Eight targets detected in emission, five are new.

Four new absorption detections reported.

Disparity between molecular and HI absorption lines indicates different media.

Abstract

Absorption lines at high redshift in front of quasars are rare in the mm domain. Only five associated and five intervening systems have been reported in the literature. These bring very useful information complementary to emission lines, for instance, to distinguish between inflows and outflows. They are also good candidates to study the variations of the fundamental constants. We report here the search for molecules in emission and absorption in front of a sample of 30 targets, comprising 16 associated and 14 intervening HI 21-cm absorbers. The observations have been done with the IRAM-30m telescope, simultaneously at 3mm and 2mm, exploring CO ladder and HCO+ lines. Eight targets have been detected in emission, of which five are new. Their molecular gas masses range from 10^9 to 7 10^11 Mo. We also report four new detections in absorption.
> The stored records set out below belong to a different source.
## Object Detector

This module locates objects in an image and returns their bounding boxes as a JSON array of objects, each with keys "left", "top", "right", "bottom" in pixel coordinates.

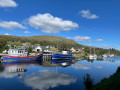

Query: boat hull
[
  {"left": 3, "top": 55, "right": 42, "bottom": 62},
  {"left": 52, "top": 54, "right": 75, "bottom": 60}
]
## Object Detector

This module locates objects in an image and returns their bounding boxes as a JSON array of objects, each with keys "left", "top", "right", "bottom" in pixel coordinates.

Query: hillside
[
  {"left": 0, "top": 35, "right": 120, "bottom": 55},
  {"left": 0, "top": 35, "right": 83, "bottom": 48}
]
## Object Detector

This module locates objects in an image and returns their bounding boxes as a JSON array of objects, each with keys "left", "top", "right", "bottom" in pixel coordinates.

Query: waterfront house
[
  {"left": 70, "top": 47, "right": 84, "bottom": 53},
  {"left": 70, "top": 47, "right": 76, "bottom": 52},
  {"left": 46, "top": 45, "right": 55, "bottom": 49},
  {"left": 32, "top": 45, "right": 47, "bottom": 52},
  {"left": 21, "top": 43, "right": 53, "bottom": 52}
]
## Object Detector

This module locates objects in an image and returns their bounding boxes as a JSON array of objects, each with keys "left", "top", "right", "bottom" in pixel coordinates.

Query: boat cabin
[
  {"left": 8, "top": 48, "right": 28, "bottom": 57},
  {"left": 62, "top": 51, "right": 71, "bottom": 55}
]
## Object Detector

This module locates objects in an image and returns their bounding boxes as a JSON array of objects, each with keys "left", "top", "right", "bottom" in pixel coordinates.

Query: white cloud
[
  {"left": 28, "top": 13, "right": 78, "bottom": 33},
  {"left": 94, "top": 65, "right": 103, "bottom": 68},
  {"left": 73, "top": 36, "right": 91, "bottom": 42},
  {"left": 0, "top": 21, "right": 26, "bottom": 30},
  {"left": 72, "top": 64, "right": 90, "bottom": 70},
  {"left": 24, "top": 71, "right": 76, "bottom": 90},
  {"left": 3, "top": 33, "right": 10, "bottom": 35},
  {"left": 101, "top": 45, "right": 111, "bottom": 49},
  {"left": 95, "top": 39, "right": 104, "bottom": 42},
  {"left": 79, "top": 9, "right": 99, "bottom": 19},
  {"left": 0, "top": 0, "right": 18, "bottom": 7},
  {"left": 67, "top": 37, "right": 72, "bottom": 39},
  {"left": 24, "top": 30, "right": 31, "bottom": 34},
  {"left": 0, "top": 71, "right": 18, "bottom": 78}
]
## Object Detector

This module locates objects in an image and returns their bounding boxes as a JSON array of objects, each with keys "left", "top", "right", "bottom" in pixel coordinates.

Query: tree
[
  {"left": 28, "top": 47, "right": 32, "bottom": 53},
  {"left": 3, "top": 46, "right": 9, "bottom": 50},
  {"left": 0, "top": 38, "right": 7, "bottom": 48}
]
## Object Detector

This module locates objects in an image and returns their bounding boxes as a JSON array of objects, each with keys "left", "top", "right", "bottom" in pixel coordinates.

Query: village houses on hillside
[
  {"left": 70, "top": 47, "right": 84, "bottom": 53},
  {"left": 5, "top": 43, "right": 55, "bottom": 52},
  {"left": 3, "top": 43, "right": 84, "bottom": 54}
]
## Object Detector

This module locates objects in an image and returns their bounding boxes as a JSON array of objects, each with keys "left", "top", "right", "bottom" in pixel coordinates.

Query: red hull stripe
[{"left": 4, "top": 55, "right": 40, "bottom": 58}]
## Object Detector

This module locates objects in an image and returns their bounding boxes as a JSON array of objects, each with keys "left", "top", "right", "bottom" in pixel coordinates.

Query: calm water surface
[{"left": 0, "top": 56, "right": 120, "bottom": 90}]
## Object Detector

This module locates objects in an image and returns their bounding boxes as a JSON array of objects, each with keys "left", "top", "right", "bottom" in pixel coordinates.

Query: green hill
[
  {"left": 0, "top": 35, "right": 83, "bottom": 48},
  {"left": 0, "top": 35, "right": 120, "bottom": 55}
]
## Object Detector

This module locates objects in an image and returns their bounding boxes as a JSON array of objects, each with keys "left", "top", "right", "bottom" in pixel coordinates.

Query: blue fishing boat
[
  {"left": 3, "top": 47, "right": 42, "bottom": 62},
  {"left": 52, "top": 51, "right": 75, "bottom": 60}
]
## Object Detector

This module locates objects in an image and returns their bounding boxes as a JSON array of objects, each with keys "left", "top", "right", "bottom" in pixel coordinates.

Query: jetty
[{"left": 42, "top": 53, "right": 52, "bottom": 61}]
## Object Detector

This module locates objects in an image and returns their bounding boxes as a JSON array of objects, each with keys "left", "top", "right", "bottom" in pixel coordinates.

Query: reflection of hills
[
  {"left": 24, "top": 71, "right": 76, "bottom": 90},
  {"left": 96, "top": 58, "right": 115, "bottom": 63},
  {"left": 92, "top": 67, "right": 120, "bottom": 89},
  {"left": 42, "top": 61, "right": 60, "bottom": 67}
]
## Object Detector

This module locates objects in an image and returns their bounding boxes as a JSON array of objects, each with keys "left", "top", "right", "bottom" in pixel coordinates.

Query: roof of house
[{"left": 23, "top": 44, "right": 47, "bottom": 50}]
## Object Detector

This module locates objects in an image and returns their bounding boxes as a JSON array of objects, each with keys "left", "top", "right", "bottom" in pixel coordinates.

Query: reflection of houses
[
  {"left": 0, "top": 65, "right": 27, "bottom": 79},
  {"left": 7, "top": 65, "right": 27, "bottom": 73},
  {"left": 70, "top": 47, "right": 84, "bottom": 53}
]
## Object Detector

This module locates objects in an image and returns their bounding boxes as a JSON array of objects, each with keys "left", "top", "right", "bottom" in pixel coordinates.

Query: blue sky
[{"left": 0, "top": 0, "right": 120, "bottom": 49}]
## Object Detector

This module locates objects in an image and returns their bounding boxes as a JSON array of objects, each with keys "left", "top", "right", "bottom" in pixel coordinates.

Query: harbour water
[{"left": 0, "top": 56, "right": 120, "bottom": 90}]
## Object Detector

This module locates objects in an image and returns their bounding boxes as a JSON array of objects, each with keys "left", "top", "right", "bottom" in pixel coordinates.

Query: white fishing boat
[
  {"left": 89, "top": 55, "right": 94, "bottom": 59},
  {"left": 88, "top": 46, "right": 97, "bottom": 59},
  {"left": 102, "top": 54, "right": 108, "bottom": 57},
  {"left": 3, "top": 46, "right": 42, "bottom": 62}
]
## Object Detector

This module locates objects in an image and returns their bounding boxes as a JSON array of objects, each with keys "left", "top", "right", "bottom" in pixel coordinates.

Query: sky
[{"left": 0, "top": 0, "right": 120, "bottom": 49}]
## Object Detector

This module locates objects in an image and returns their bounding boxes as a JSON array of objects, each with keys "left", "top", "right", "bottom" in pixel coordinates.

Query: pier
[{"left": 42, "top": 54, "right": 52, "bottom": 61}]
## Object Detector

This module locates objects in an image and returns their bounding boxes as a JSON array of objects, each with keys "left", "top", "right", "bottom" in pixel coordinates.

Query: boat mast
[
  {"left": 94, "top": 47, "right": 96, "bottom": 55},
  {"left": 90, "top": 45, "right": 92, "bottom": 55}
]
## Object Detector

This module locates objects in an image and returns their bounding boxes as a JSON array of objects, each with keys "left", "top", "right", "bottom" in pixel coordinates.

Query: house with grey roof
[
  {"left": 32, "top": 45, "right": 47, "bottom": 52},
  {"left": 21, "top": 43, "right": 50, "bottom": 52},
  {"left": 46, "top": 45, "right": 55, "bottom": 49}
]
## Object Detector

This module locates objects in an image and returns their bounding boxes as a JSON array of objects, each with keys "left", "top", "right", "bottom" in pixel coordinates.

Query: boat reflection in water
[
  {"left": 51, "top": 59, "right": 73, "bottom": 67},
  {"left": 0, "top": 59, "right": 76, "bottom": 90},
  {"left": 0, "top": 56, "right": 120, "bottom": 90},
  {"left": 0, "top": 58, "right": 73, "bottom": 79},
  {"left": 1, "top": 61, "right": 42, "bottom": 79}
]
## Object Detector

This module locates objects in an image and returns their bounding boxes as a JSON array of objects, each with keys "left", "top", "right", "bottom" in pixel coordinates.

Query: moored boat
[
  {"left": 3, "top": 47, "right": 42, "bottom": 62},
  {"left": 3, "top": 55, "right": 42, "bottom": 61},
  {"left": 89, "top": 55, "right": 94, "bottom": 60},
  {"left": 52, "top": 51, "right": 75, "bottom": 60}
]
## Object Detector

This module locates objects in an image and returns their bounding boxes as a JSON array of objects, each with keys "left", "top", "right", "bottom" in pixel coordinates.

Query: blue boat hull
[
  {"left": 3, "top": 55, "right": 42, "bottom": 62},
  {"left": 52, "top": 54, "right": 75, "bottom": 60},
  {"left": 51, "top": 59, "right": 73, "bottom": 64},
  {"left": 2, "top": 60, "right": 42, "bottom": 67}
]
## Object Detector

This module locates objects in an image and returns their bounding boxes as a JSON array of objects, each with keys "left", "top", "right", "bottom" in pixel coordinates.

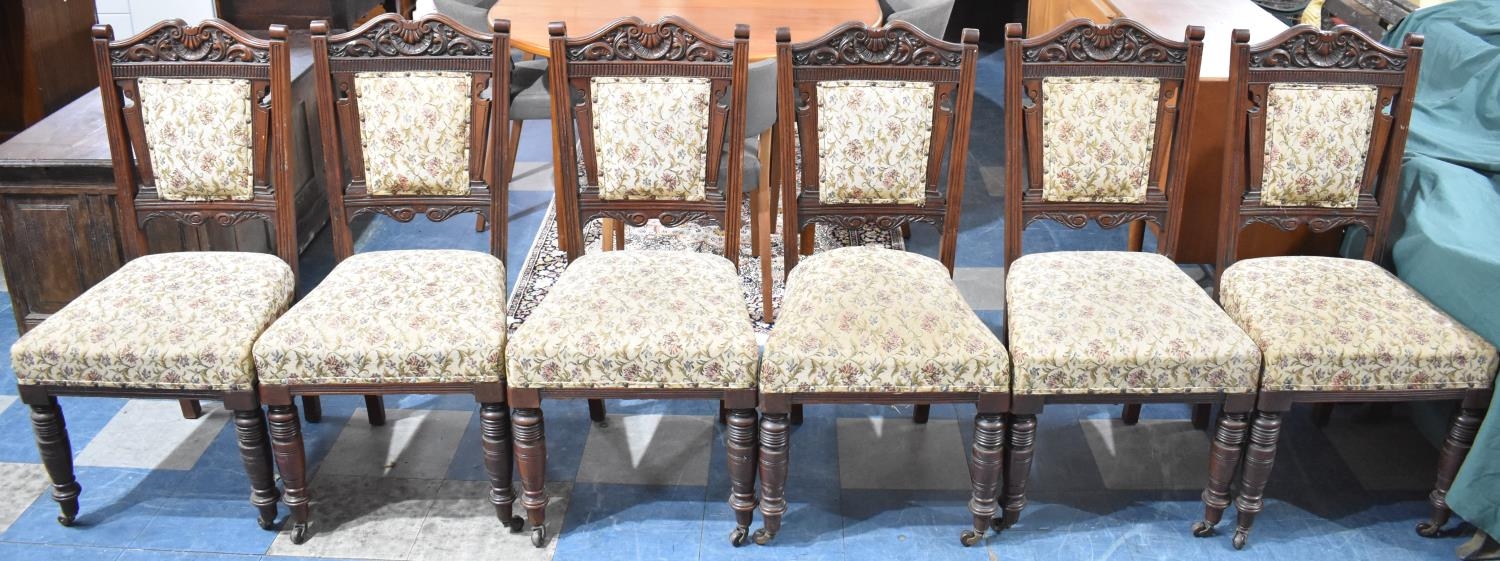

Two of the associated CO absorption line detections at high redshift (z=1.211 and 1.275) resulted from the high spatial resolution follow-up with NOEMA. The disparity between the mm molecular and HI 21-cm absorption lines for these and another intervening system detected in HNC at z = 1.275, is attributable to radio and mm sight lines tracing different media. Comparing HI and H2 in the 14 known high redshift molecular absorbers, associated HI absorption lines are broad, with multiple components and the molecular absorption corresponds to the broader and weaker 21-cm absorption component. This indicates two distinct phases: one near galaxy centers with a larger CO-to-HI abundance ratio, and another with lower molecular abundance in the outer regions of the galaxy. The comparison of interferometric and single dish observations shows that the detection of absorption requires sufficient spatial resolution to overcome the dilution by emission, and will be an important criterion for mm follow-up of 21-cm absorbers from ongoing large-scale surveys.